Lake Tahoe towns will grow taller and denser under a new regional plan that supporters hope will quell a rebellion by Nevada against land use regulations that have restricted development in the basin.
The new plan is intended to rid the area of some of its midcentury strip development and turn town centers into more inviting, greener destinations that will revive the area's ailing economy.
But the success of the strategy is far from guaranteed. Some traditional environmental defenders of the lake — one of the world's deepest and clearest — endorsed the plan primarily to persuade Nevada to remain in a 1969 compact with California. The pact created the Tahoe Regional Planning Agency and set the framework for strict environmental controls in the basin, which straddles the two states.
"The plan does include a lot of positive elements, including community revitalization, redevelopment and bike paths," said Darcie Goodman Collins, executive director of the League to Save Lake Tahoe. "But these things may come at a price, which is taller and more dense development close to the lake."
The planning agency, which enforces the regional plan, has long been a target in the basin. Homeowners have complained that its regulations are onerous, and local officials have grumbled that it has too much authority.
The grousing reached a head last year when Nevada enacted legislation warning that it would pull out of the bi-state compact if California didn't make it easier to approve development.
"It was a sledgehammer," said Laurel Ames of the Tahoe Area Sierra Club.
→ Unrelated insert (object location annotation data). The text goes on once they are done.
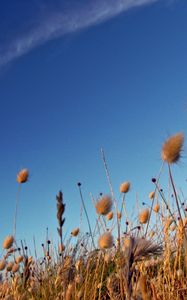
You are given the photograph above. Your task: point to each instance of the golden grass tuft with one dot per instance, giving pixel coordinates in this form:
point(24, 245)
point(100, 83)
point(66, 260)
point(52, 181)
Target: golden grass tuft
point(144, 216)
point(124, 187)
point(104, 205)
point(171, 149)
point(110, 215)
point(8, 242)
point(22, 176)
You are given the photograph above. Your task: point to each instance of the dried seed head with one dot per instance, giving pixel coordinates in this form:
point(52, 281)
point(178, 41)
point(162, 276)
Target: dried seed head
point(156, 208)
point(104, 205)
point(173, 227)
point(180, 273)
point(8, 242)
point(109, 216)
point(152, 233)
point(2, 264)
point(15, 268)
point(151, 195)
point(19, 259)
point(22, 176)
point(106, 241)
point(171, 150)
point(75, 232)
point(144, 216)
point(9, 266)
point(126, 244)
point(124, 187)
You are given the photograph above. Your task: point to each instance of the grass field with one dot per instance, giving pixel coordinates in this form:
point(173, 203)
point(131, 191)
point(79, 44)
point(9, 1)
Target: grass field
point(117, 258)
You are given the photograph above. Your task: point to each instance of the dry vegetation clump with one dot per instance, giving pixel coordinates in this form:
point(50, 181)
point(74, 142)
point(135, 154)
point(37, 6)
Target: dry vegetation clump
point(142, 257)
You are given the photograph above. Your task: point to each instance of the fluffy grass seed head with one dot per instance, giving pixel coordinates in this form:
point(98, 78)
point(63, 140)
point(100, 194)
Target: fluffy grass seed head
point(9, 266)
point(151, 195)
point(171, 149)
point(124, 187)
point(22, 176)
point(144, 216)
point(156, 208)
point(15, 268)
point(119, 215)
point(61, 248)
point(75, 232)
point(106, 240)
point(104, 205)
point(8, 241)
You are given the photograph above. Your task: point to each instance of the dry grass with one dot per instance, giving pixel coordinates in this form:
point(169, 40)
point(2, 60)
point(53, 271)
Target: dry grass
point(144, 258)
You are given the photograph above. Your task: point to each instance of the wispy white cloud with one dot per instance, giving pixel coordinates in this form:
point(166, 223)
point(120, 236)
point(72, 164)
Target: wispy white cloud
point(62, 21)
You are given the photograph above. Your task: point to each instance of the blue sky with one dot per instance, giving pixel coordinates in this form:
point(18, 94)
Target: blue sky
point(78, 76)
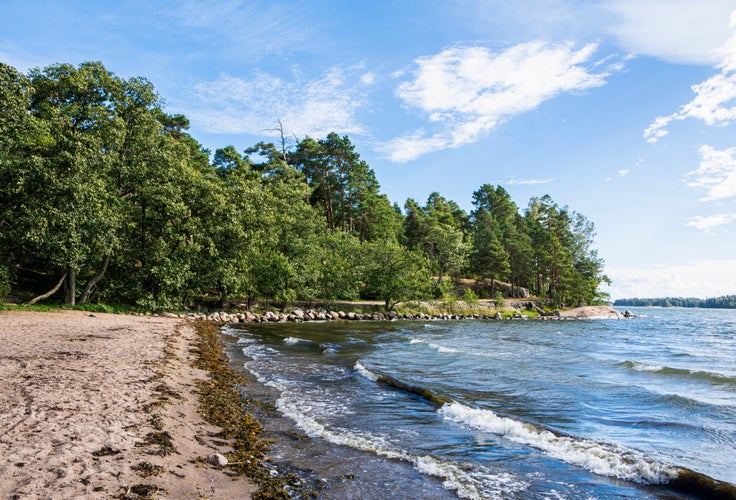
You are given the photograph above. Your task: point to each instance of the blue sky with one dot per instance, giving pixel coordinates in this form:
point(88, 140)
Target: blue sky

She condemned the new plan for handing the authority to grant permits back to local towns and clearing the way for more development in the scenic basin.
In the wake of Nevada's ultimatum, California and Nevada officials convened representatives from the two states, local government, business and conservation groups to work out a compromise. The result was the regional planning board's adoption earlier this month of an updated plan.
Much of the construction in the Tahoe basin took place before strong environmental controls were imposed. By the 1980s, more than half of the region's marshes and wetlands had been filled in or paved over. The world-famous clarity of the lake was declining by roughly a foot a year, diminished by sediment and pollutants washing into the lake from roads and urban areas.
Though the decline in lake clarity has slowed, today's clear depth, about 69 feet, is much shallower than the roughly 97 feet measured in 1967.
The path to recovery, officials say, lies in redevelopment with greener infrastructure that helps keep sediment, nitrogen and phosphorus out of the lake. And the way to get that, they decided, is to make new projects financially attractive to developers by allowing more density and height in the basin's town centers.
"Nobody wants Tahoe to become something it's not," said Leo Drozdoff, director of the Nevada Department of Conservation and Natural Resources. "But we would like smart, environmentally sensitive development that can pencil out, that people want to take part in."
The new planning blueprint, an overdue update of the 1987 regional plan, will allow more four-story buildings in town centers and more six-story buildings in what has been designated the regional center — the area around the Highway 50 corridor in South Lake Tahoe.
The plan increases density limits in the centers and creates a new "resort recreation" zone for two areas, opening them to development: 250 acres next to the four high-rise hotel casinos in south Stateline, Nev., and 57 acres at the base of Heavenly Mountain Resort.
The update also expands an existing program of development rights that allows builders to transfer the rights from lots where older buildings in ecologically sensitive areas are razed, to new projects in town centers.
"The concept of this plan is against sprawl and to remove existing development from outlying areas and concentrate it in visitor centers," said Joanne Marchetta, executive director of the regional planning agency.
But will the strategy succeed?
"I think there are enough safeguards in the plan to protect the lake where things won't get worse," said Kyle Davis of the Nevada Conservation League. "Now, whether they'll get better" is uncertain, he added. "What we've designed may not work in terms of older development going away and cleaner and greener development in its place."
More projects will be required only to obtain local permits, escaping regional review, a change that Ames said did not bode well for the basin environment. "The local governments have not shown an interest in environmental protection measures," she said.
Local approvals can be appealed to the regional agency, and local plans will have to conform to regional standards. "This is not by any means unfettered," Marchetta said. "The locals want to protect the lake as much as [the Tahoe Regional Planning Agency] does…. I think we've come some distance in environmental sensibility and sensitivity over 40 or 50 years."
Nevada state Sen. John Lee, the Clark County Democrat who sponsored last year's law to withdraw from the compact, said his bill was intended to get California's attention. "They look over and see us as like a county. We had to let 'em know we were here and we're a valuable friend, that we weren't going to be continually dismissed," he said. "To their credit, they've been fantastic."
But the threat to pull out remains on the books. And Nevada officials have not signaled that they are ready to repeal it. "A lot of people want to take a wait and see approach," Drozdoff said.